Last updated: 18 December 2019

Policy

Turkmenistan signed the Mine Ban Treaty on 3 December 1997 and ratified it on 19 January 1998, becoming a State Party on 1 March 1999. It has not enacted new legislation specifically to implement the Mine Ban Treaty.

Turkmenistan has not attended any recent meetings of the treaty. It did not attend the Third Review Conference in Maputo in June 2014. Turkmenistan submitted its fifth Mine Ban Treaty Article 7 report on 7 June 2010, but has not submitted an updated report since.

Turkmenistan is party to the Convention on Conventional Weapons (CCW) and its Amended Protocol II on landmines and Protocol V on explosive remnants of war. Turkmenistan is not party to the Convention on Cluster Munitions.
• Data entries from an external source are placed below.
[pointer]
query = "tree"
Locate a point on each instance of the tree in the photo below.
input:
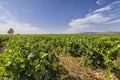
(10, 31)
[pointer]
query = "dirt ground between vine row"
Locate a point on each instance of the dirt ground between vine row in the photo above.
(75, 71)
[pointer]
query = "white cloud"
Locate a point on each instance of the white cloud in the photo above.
(7, 20)
(103, 19)
(103, 9)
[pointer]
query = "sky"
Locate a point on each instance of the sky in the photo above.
(59, 16)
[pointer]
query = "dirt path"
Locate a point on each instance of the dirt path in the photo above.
(76, 72)
(70, 65)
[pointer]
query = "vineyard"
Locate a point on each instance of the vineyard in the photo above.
(41, 57)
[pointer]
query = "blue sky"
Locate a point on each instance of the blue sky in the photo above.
(59, 16)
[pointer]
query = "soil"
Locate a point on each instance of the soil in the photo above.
(76, 71)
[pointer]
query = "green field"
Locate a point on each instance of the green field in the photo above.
(53, 56)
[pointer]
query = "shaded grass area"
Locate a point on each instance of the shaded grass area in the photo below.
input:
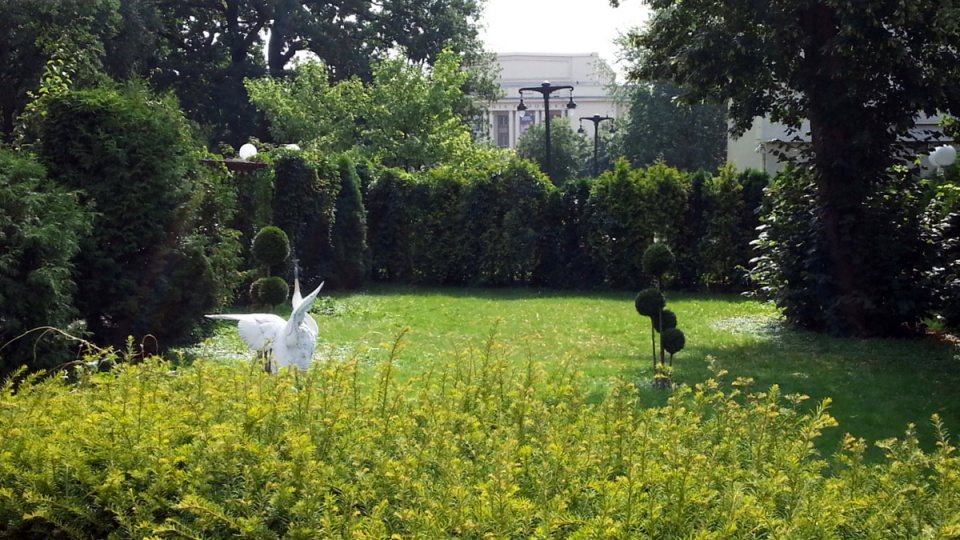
(877, 387)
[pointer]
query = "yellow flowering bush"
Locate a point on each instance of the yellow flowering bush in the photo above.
(471, 448)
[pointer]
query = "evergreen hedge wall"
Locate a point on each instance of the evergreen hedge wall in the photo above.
(508, 225)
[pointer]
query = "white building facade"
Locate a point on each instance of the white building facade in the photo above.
(586, 73)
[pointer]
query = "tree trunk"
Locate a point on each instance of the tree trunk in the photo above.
(848, 145)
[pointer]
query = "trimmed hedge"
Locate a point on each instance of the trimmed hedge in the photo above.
(474, 450)
(158, 256)
(41, 226)
(508, 225)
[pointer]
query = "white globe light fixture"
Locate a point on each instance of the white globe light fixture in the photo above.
(247, 151)
(943, 156)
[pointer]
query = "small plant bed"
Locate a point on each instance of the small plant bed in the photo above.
(877, 387)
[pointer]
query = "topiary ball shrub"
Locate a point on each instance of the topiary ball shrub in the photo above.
(269, 291)
(668, 317)
(271, 246)
(657, 260)
(649, 302)
(673, 340)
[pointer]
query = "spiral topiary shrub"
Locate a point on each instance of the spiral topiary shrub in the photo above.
(649, 302)
(657, 260)
(666, 321)
(673, 340)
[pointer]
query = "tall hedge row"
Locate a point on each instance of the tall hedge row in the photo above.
(507, 225)
(158, 255)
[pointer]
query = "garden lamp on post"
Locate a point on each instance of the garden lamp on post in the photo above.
(596, 119)
(546, 89)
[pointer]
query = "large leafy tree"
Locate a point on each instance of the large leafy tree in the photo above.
(658, 127)
(860, 72)
(406, 117)
(71, 32)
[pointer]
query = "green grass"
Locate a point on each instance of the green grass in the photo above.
(877, 387)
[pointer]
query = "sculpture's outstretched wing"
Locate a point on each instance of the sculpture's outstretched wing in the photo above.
(297, 299)
(300, 334)
(257, 330)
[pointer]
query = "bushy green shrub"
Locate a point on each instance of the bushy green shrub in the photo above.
(657, 260)
(794, 269)
(628, 209)
(147, 267)
(477, 449)
(41, 226)
(271, 247)
(649, 302)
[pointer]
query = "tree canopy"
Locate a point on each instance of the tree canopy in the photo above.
(860, 72)
(658, 127)
(204, 50)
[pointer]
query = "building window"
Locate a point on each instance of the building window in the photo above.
(502, 124)
(526, 121)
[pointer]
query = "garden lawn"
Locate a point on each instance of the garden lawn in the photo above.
(877, 387)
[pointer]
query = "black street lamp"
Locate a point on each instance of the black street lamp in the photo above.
(546, 89)
(596, 119)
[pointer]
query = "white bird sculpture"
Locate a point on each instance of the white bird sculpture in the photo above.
(287, 343)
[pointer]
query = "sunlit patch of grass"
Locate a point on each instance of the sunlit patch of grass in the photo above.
(878, 387)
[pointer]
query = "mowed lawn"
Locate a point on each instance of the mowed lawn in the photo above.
(877, 387)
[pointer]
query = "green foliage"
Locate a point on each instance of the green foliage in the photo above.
(269, 291)
(307, 107)
(390, 231)
(221, 451)
(41, 225)
(660, 128)
(793, 264)
(568, 261)
(304, 204)
(148, 265)
(570, 154)
(47, 46)
(657, 260)
(673, 340)
(348, 234)
(442, 248)
(729, 227)
(271, 246)
(855, 66)
(667, 319)
(482, 230)
(504, 213)
(406, 117)
(628, 208)
(649, 302)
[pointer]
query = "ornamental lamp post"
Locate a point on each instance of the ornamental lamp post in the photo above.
(596, 119)
(546, 89)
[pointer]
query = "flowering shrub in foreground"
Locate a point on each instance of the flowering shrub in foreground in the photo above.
(473, 448)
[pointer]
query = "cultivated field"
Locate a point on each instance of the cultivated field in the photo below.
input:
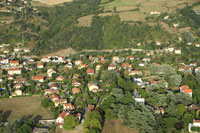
(85, 21)
(115, 126)
(19, 107)
(53, 2)
(127, 9)
(64, 52)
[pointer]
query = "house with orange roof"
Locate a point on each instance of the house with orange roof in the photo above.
(14, 63)
(54, 97)
(196, 123)
(60, 101)
(90, 71)
(17, 92)
(126, 65)
(60, 78)
(112, 67)
(184, 68)
(40, 65)
(130, 58)
(81, 66)
(78, 62)
(135, 72)
(38, 78)
(186, 90)
(45, 59)
(90, 107)
(102, 61)
(60, 119)
(75, 90)
(50, 72)
(75, 83)
(93, 87)
(49, 92)
(98, 67)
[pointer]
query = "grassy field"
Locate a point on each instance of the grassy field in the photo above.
(85, 21)
(115, 126)
(125, 7)
(19, 107)
(53, 2)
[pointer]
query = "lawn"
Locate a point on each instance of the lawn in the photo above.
(19, 107)
(115, 126)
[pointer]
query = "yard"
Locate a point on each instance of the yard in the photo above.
(19, 107)
(115, 126)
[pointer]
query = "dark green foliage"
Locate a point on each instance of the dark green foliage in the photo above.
(70, 122)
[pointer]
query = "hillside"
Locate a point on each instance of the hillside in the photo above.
(94, 24)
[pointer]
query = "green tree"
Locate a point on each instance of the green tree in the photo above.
(70, 122)
(198, 77)
(93, 120)
(181, 109)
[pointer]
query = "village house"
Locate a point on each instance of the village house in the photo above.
(75, 83)
(27, 50)
(78, 62)
(14, 63)
(81, 66)
(160, 111)
(10, 77)
(169, 50)
(130, 58)
(17, 92)
(45, 60)
(13, 71)
(184, 68)
(18, 86)
(22, 81)
(139, 100)
(197, 69)
(193, 64)
(53, 86)
(5, 61)
(60, 102)
(102, 61)
(49, 92)
(68, 106)
(196, 123)
(135, 72)
(6, 51)
(75, 90)
(90, 107)
(60, 119)
(17, 49)
(98, 67)
(39, 79)
(126, 65)
(50, 72)
(60, 78)
(115, 59)
(112, 67)
(177, 51)
(54, 97)
(101, 58)
(186, 90)
(93, 87)
(40, 65)
(90, 71)
(197, 45)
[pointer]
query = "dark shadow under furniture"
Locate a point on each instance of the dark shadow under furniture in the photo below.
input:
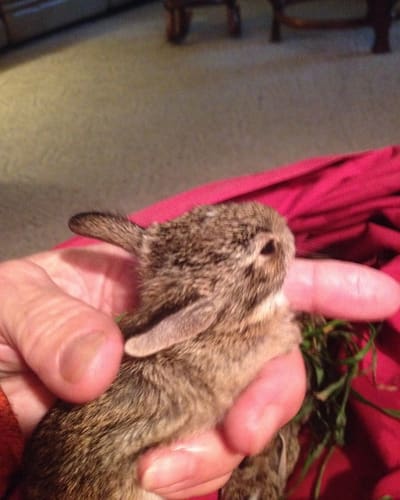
(179, 17)
(379, 15)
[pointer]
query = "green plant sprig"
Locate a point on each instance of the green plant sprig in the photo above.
(332, 353)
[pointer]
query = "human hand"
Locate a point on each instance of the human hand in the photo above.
(57, 303)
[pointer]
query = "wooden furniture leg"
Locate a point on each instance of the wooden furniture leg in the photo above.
(380, 16)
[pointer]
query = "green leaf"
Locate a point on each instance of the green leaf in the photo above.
(389, 412)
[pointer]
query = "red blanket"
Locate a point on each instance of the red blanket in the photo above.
(347, 207)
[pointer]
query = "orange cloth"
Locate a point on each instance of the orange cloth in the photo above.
(12, 443)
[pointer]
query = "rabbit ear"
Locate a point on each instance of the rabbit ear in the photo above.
(111, 228)
(177, 327)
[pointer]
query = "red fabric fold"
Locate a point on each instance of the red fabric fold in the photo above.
(347, 207)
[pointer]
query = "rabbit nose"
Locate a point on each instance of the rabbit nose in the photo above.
(270, 247)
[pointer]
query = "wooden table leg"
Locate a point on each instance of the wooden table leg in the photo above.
(379, 12)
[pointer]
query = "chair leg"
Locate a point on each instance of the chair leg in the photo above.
(276, 33)
(379, 13)
(234, 18)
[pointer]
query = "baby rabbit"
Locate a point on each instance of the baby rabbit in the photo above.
(211, 313)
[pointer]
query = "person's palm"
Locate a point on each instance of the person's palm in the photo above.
(58, 338)
(101, 277)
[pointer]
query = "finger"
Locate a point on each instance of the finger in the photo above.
(194, 491)
(341, 289)
(268, 403)
(74, 349)
(188, 466)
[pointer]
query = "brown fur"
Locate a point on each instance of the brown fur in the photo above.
(217, 262)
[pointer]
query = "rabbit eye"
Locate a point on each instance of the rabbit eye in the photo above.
(269, 248)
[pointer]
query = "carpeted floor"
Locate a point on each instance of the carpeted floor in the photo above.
(108, 115)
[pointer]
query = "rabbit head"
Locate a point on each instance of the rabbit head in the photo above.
(215, 263)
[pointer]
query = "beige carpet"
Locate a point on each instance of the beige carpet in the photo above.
(107, 115)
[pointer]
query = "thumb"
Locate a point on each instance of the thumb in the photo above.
(74, 349)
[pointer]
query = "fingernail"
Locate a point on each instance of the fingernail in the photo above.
(78, 355)
(164, 472)
(267, 426)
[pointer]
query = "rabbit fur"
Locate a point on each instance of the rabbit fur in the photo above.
(211, 313)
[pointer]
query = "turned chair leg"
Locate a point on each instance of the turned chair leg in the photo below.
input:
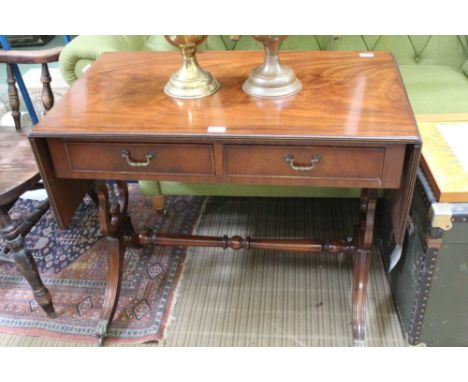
(159, 204)
(13, 97)
(25, 263)
(361, 264)
(47, 94)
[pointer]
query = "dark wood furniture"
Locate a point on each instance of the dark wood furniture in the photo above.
(350, 126)
(19, 173)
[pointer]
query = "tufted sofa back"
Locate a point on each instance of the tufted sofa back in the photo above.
(426, 50)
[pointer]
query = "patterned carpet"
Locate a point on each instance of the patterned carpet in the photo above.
(265, 298)
(75, 275)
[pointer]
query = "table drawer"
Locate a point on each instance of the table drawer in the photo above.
(323, 162)
(72, 158)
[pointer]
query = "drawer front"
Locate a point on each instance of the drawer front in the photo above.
(305, 162)
(72, 158)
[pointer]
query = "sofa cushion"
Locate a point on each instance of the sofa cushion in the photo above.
(435, 88)
(217, 189)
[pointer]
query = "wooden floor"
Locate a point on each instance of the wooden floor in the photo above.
(262, 298)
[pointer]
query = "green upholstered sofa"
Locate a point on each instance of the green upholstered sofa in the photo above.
(434, 70)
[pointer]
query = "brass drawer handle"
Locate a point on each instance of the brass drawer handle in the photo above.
(290, 160)
(126, 155)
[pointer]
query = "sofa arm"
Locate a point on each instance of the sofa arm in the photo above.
(84, 50)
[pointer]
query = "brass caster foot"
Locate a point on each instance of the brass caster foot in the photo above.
(163, 212)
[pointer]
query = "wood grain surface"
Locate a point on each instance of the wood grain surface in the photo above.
(446, 174)
(344, 96)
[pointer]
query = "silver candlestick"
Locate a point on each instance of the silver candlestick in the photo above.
(271, 79)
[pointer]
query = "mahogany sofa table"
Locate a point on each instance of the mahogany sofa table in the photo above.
(350, 126)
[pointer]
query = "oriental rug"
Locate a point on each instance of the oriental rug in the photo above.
(75, 275)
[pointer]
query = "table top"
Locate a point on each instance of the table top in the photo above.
(345, 96)
(445, 172)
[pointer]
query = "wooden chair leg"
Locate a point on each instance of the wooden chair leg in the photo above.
(25, 263)
(114, 221)
(115, 250)
(13, 97)
(361, 264)
(159, 203)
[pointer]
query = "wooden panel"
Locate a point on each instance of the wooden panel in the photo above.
(344, 97)
(65, 195)
(270, 161)
(18, 169)
(85, 157)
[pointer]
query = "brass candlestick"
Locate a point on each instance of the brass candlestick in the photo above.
(190, 81)
(271, 79)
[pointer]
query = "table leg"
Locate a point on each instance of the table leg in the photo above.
(114, 222)
(25, 263)
(361, 264)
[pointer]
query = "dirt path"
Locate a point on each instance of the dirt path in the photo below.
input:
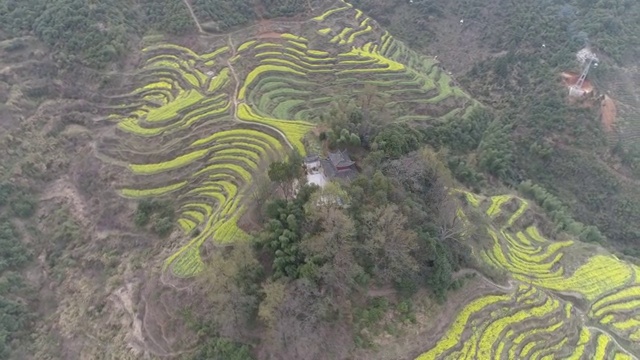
(63, 188)
(608, 112)
(193, 15)
(235, 102)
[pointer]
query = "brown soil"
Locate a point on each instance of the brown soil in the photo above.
(608, 113)
(265, 30)
(570, 79)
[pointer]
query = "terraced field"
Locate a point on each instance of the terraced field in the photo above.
(199, 126)
(567, 300)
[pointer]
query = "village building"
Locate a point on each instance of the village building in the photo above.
(337, 165)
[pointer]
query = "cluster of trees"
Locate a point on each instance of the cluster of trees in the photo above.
(304, 280)
(95, 35)
(19, 199)
(15, 316)
(159, 213)
(100, 33)
(220, 15)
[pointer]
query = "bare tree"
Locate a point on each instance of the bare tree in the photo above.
(300, 328)
(225, 283)
(389, 243)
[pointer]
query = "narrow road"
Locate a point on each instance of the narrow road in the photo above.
(193, 15)
(236, 102)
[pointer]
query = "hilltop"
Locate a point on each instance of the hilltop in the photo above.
(153, 201)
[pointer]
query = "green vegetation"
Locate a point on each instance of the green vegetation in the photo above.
(159, 213)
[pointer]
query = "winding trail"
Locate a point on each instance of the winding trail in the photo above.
(193, 16)
(235, 102)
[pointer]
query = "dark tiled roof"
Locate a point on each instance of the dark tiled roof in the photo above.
(311, 158)
(340, 159)
(331, 172)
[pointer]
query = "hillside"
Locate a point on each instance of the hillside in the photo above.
(153, 202)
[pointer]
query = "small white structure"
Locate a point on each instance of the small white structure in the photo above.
(314, 171)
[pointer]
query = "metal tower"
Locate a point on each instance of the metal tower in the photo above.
(588, 58)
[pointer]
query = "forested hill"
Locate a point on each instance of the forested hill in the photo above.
(154, 202)
(101, 33)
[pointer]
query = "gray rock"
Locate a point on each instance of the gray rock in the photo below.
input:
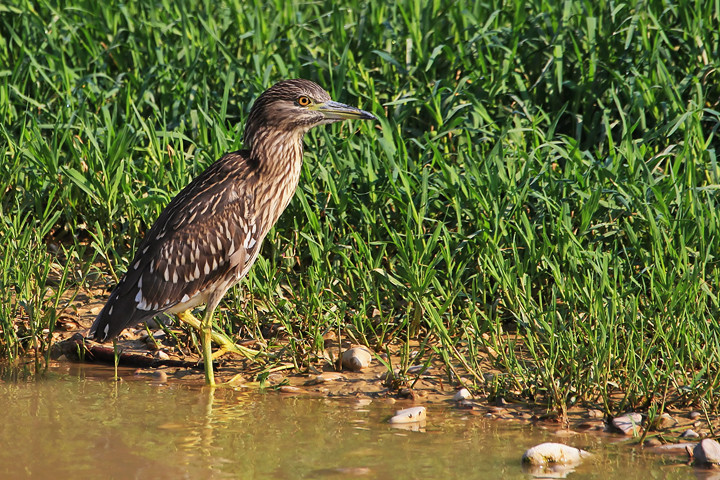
(160, 355)
(356, 358)
(707, 452)
(628, 424)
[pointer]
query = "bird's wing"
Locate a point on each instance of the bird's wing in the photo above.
(195, 246)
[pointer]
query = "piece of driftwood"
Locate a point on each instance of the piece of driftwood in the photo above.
(79, 348)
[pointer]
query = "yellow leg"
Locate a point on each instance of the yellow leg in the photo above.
(207, 335)
(206, 340)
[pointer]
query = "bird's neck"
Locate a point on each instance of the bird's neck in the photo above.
(278, 155)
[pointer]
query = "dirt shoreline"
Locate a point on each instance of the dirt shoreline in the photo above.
(160, 360)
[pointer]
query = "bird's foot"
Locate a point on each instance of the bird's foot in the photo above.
(220, 339)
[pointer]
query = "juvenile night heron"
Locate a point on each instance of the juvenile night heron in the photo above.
(209, 235)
Production, use, transfer, and stockpiling

Turkmenistan has never used, produced, exported, or imported antipersonnel mines. It inherited a stockpile of 6,631,771 antipersonnel mines from the former Soviet Union. This stockpile included 5,452,416 PFM type scatterable mines in 75,718 KSF type cassettes.[1] The presence of such a large stockpile of antipersonnel mines in Turkmenistan was the result of the main ammunition storage facility for Soviet combat operations in Afghanistan being located in Charjoh (now Turkmenabad), according to military officials.[2]

The destruction of Turkmenistan’s stockpile of antipersonnel mines was completed on 11 November 2004.[3] While most of the stockpile was destroyed prior to its March 2003 deadline, it later destroyed 69,200 PFM-type mines (572,200 individual antipersonnel mines) that it had initially planned to retain for training and development purposes.[4]



[1] Turkmenistan reported a total of 102,628 PFM and KPOM cassettes. This equates to 5,560,016 individual mines.

[2] Interviews with officers from the Ministry of Defense of Turkmenistan, Turkmenabad, 8 April 2004.

[3] CCW Amended Protocol II Article 13 Report, 21 May 2009, p. 3. Translation by the Monitor.

[4] For details see, Landmine Monitor Report 2005, pp. 593–594.